= Grace St. Paul's Episcopal Church =

Church building in Mercerville, New Jersey

GraSP

Grace St. Paul's Episcopal Church commonly referred to as GraSP or Grace St. Paul's is an Episcopal Church (in the Anglican Communion) located in Mercerville, New Jersey. It is a parish of the Episcopal Diocese of New Jersey.

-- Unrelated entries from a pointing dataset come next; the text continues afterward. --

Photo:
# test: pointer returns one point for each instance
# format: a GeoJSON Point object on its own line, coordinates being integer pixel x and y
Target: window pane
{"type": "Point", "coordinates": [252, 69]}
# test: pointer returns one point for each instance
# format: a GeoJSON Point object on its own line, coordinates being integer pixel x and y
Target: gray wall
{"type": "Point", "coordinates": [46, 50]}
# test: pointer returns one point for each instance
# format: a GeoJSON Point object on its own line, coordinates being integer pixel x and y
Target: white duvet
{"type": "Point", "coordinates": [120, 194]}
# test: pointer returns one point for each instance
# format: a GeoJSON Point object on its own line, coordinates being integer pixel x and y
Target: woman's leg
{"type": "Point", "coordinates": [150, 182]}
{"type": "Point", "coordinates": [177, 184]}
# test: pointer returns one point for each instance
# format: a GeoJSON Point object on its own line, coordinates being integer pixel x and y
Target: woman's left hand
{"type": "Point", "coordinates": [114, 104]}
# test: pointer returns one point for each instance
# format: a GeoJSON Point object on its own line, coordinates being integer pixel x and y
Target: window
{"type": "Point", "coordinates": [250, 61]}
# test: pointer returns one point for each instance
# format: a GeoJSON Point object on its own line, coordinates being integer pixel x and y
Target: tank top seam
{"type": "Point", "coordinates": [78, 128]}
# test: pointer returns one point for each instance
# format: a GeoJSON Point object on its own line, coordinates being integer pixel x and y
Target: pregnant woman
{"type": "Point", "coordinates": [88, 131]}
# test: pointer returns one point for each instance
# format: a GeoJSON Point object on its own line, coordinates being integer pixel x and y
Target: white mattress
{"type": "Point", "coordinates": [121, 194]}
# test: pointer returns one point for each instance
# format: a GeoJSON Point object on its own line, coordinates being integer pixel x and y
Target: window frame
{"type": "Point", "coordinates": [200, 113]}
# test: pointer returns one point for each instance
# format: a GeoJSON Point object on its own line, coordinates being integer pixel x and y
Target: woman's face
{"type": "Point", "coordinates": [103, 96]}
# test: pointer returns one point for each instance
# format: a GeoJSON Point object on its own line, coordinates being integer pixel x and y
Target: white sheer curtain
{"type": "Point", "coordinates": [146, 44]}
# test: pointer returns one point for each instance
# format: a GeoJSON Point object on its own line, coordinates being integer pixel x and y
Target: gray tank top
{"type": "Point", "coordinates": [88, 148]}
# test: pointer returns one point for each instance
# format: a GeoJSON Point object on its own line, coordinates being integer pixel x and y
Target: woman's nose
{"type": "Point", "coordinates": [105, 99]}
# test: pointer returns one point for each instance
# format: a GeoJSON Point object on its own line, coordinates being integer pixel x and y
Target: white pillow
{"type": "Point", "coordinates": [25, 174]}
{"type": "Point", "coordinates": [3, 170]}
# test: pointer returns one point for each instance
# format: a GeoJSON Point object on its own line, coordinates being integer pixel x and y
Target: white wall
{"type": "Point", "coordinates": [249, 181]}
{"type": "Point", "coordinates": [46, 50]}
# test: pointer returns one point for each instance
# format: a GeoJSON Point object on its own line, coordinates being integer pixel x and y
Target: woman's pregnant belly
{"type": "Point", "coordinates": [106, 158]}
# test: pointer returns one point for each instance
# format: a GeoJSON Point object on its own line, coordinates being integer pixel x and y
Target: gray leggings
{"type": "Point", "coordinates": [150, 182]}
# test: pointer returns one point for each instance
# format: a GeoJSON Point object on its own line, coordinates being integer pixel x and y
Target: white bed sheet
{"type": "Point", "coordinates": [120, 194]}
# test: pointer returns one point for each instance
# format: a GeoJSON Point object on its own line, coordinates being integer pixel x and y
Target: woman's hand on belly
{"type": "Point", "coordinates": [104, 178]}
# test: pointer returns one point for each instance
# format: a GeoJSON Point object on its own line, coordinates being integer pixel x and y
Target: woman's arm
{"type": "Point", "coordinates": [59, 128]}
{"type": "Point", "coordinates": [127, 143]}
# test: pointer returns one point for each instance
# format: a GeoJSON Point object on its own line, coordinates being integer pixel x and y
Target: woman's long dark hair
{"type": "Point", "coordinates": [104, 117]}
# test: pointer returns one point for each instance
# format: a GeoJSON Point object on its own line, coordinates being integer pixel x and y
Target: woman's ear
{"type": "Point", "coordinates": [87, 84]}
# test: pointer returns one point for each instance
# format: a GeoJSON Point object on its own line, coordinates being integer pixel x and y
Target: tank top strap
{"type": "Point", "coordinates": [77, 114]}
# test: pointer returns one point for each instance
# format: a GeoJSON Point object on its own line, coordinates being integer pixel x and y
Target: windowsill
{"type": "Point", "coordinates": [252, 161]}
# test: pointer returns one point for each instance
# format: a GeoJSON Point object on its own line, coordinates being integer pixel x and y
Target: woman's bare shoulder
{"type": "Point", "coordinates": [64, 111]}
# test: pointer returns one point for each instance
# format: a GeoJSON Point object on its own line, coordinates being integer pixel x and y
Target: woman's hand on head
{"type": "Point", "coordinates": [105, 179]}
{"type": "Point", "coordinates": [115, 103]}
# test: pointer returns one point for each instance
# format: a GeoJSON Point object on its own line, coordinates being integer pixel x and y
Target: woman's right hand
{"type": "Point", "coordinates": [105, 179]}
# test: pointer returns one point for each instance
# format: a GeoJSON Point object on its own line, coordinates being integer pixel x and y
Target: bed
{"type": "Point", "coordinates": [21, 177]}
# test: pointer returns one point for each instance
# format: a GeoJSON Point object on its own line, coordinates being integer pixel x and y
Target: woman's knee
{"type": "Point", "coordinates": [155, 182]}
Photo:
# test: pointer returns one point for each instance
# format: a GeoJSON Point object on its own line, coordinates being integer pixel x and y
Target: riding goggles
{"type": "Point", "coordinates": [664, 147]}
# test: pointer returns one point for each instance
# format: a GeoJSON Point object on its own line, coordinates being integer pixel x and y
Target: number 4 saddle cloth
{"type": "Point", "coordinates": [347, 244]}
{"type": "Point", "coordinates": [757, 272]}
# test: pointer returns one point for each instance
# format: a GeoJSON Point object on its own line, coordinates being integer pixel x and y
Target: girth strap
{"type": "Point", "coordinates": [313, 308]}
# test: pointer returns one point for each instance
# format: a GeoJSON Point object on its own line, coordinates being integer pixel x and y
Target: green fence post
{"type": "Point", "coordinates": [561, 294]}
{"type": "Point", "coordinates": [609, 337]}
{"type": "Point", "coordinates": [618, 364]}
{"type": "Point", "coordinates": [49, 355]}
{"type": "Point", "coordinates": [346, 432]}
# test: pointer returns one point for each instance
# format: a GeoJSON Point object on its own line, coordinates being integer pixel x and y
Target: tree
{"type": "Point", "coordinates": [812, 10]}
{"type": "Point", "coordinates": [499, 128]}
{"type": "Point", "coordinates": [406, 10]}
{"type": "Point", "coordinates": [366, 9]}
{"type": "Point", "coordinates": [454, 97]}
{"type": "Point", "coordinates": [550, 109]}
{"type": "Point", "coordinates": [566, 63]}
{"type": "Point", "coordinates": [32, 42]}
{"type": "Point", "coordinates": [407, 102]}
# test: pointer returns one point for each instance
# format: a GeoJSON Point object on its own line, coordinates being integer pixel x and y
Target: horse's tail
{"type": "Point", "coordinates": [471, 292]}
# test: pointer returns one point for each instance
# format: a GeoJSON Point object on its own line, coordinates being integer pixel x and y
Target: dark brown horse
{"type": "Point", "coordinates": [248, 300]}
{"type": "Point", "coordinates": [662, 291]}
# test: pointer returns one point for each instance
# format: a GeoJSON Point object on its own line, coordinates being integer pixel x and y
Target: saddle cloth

The church reported 227 members in 2017 and 115 members in 2023; no membership statistics were reported nationally in 2024 parochial reports. Plate and pledge income reported for the congregation in 2024 was $110,463. Average Sunday attendance (ASA) in 2023 was 40 persons, down from a reported 85 in 2016.

==History==
Grace-St. Paul's parish is the realization of parishioners from two congregations, Grace in East Trenton and St. Paul's in South Trenton. Both congregations began as missions of St. Michael's Church which provided financial support and the properties on which each congregation built its church. St. Paul's was organized in 1847 and became a parish in 1901. Grace began as a mission in 1875 and in 1896 became a parish. Suburban expansion provided the impetus for Grace to create new possibilities for ministry by deciding to relocate to Mercerville in 1946. During the transition period (October 1946 to November 1947) worship was held jointly with St. Paul's. From August 1947 to November 1949 worship was held at the Mercerville Firehouse. The church and parish hall were completed in November 1949. The parish hall was dedicated November 17 of that year to the memory of the first rector of Grace, the Rev. Milton A. Craft, whose devotion and leadership (1893 to 1935) forged a spiritual direction for many years and also made possible the establishment of two mission churches: St. Andrew's (1895) near Lawrence Township and St. Luke's (1913) in Ewing Township. The rectory was built in 1952. The congregations of both St. Paul's and Grace agreed to merge in 1955, and the present church was built. A 1600-pound bell in the tower of St. Paul's was removed and placed in the inner courtyard of the church complex.